January 1928 - 28 April 1928. As the 1st Division of the Chinese Workers' and Peasants' Revolutionary Army(中國工農革命軍第一師).

28 April 1928 - 25 May 1928. As the 4th Army of the Chinese Workers' and Peasants' Revolutionary Army(中國工農革命軍第四軍).

25 May 1928 - June 1933. As the 4th Army of the Chinese Workers' and Peasants' Red Army(中國工農紅軍第四軍).

June 1933 - August 1937. As the 2nd Division, 1st Corps of the Chinese Central Red Army(紅一方面軍第一軍團第二師).

August 1937 - October 1938. As the 685th Regiment, 343rd Brigade, 115th Division of the Eighth Route Army(八路軍第一一五師第三四三旅第六八五團).

October 1938 - August 1940. As the Jiangshu-Shandong-Henan Detachment of the Eighth Route Army(八路軍蘇魯豫支隊).

August 1940 - November 1940. As the 1st Detachment, 5th Column of the Eighth Route Army(八路軍第五縱隊第一支隊).

November 1940 - February 1941. As the 1st Training Brigade, 115th Division of the Eighth Route Army(八路軍第一一五師教導第一旅).

February 1941 - October 1946. As the 7th Brigade, 3rd Division of the New Fourth Army(新四軍第三師第七旅).

October 1946 - January 1948. As the 16th Division, 6th Column of the Northeast Democratic Alliance Army(東北民主聯軍第六縱隊第十六師).

January 1948 - November 1948. As the 16th Division, 6th Column of the Northeast Field Army(東北野戰軍第六縱隊第十六師).

After formation of the People's Liberation Army (PLA)

November 1948 - August 1961. As the 127th Division, 43rd Army Corps of the Chinese People's Liberation Army(中國人民解放軍第四十三軍第一二七師).

August 1961 - August 1968. As the Independent Division in the Guangzhou Military Region(廣州軍區獨立師).

August 1968 - April 1985. As the 127th Division of the 43rd Army Corps(陸軍第四十三軍第一二七師).

April 1985 - June 1997. As the 127th Infantry Division of the 54th Group Army(陸軍第五十四集團軍步兵第一二七師).

June 1997 - April 2017. As the 127th Mechanized Infantry Division of the 54th Group Army(陸軍第五十四集團軍機械化步兵第一二七師).

April 2017 - Now.
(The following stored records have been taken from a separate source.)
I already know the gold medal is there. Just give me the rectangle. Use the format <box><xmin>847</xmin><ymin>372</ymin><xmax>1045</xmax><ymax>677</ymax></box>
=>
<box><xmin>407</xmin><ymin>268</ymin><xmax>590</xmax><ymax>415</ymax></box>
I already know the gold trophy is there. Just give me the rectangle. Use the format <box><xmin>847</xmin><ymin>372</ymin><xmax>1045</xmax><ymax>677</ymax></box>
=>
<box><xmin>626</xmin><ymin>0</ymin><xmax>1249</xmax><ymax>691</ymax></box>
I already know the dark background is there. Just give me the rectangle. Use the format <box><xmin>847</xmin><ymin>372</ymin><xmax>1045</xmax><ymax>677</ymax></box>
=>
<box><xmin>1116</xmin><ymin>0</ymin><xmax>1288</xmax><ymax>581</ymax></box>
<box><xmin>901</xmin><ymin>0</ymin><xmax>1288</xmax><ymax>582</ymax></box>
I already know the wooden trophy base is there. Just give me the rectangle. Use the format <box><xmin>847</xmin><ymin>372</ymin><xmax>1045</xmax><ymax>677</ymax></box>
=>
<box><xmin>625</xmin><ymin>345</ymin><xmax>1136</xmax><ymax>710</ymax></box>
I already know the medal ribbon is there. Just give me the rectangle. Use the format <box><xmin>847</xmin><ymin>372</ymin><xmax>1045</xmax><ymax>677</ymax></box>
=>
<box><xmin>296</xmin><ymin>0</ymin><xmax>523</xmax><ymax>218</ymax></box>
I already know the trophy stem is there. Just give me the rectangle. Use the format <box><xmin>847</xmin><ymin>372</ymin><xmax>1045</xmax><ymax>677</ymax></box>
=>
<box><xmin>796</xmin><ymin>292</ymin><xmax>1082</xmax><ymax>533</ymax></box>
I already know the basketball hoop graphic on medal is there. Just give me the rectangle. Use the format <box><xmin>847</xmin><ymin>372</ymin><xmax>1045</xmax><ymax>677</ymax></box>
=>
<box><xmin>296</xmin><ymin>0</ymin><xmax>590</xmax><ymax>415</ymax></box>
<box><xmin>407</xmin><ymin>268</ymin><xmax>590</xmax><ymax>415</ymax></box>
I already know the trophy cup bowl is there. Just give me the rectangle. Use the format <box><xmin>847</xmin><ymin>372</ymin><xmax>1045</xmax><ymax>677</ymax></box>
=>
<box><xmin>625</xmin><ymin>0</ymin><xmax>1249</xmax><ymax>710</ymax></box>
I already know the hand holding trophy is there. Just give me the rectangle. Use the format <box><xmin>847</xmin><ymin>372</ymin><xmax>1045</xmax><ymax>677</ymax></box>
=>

As the 127th Combined Arms Brigade of the 82nd Group Army(陸軍第八十二集團軍合成第一二七旅).

==See also==
- Republic of China Marine Corps, where the 77th Marine Brigade and the 99th Marine Brigade also claim a legacy with the NRA Fourth Army, with the nicknames "Iron Vanguard" (鐵衛) and "Iron Army/Iron Force" (鐵軍), respectively.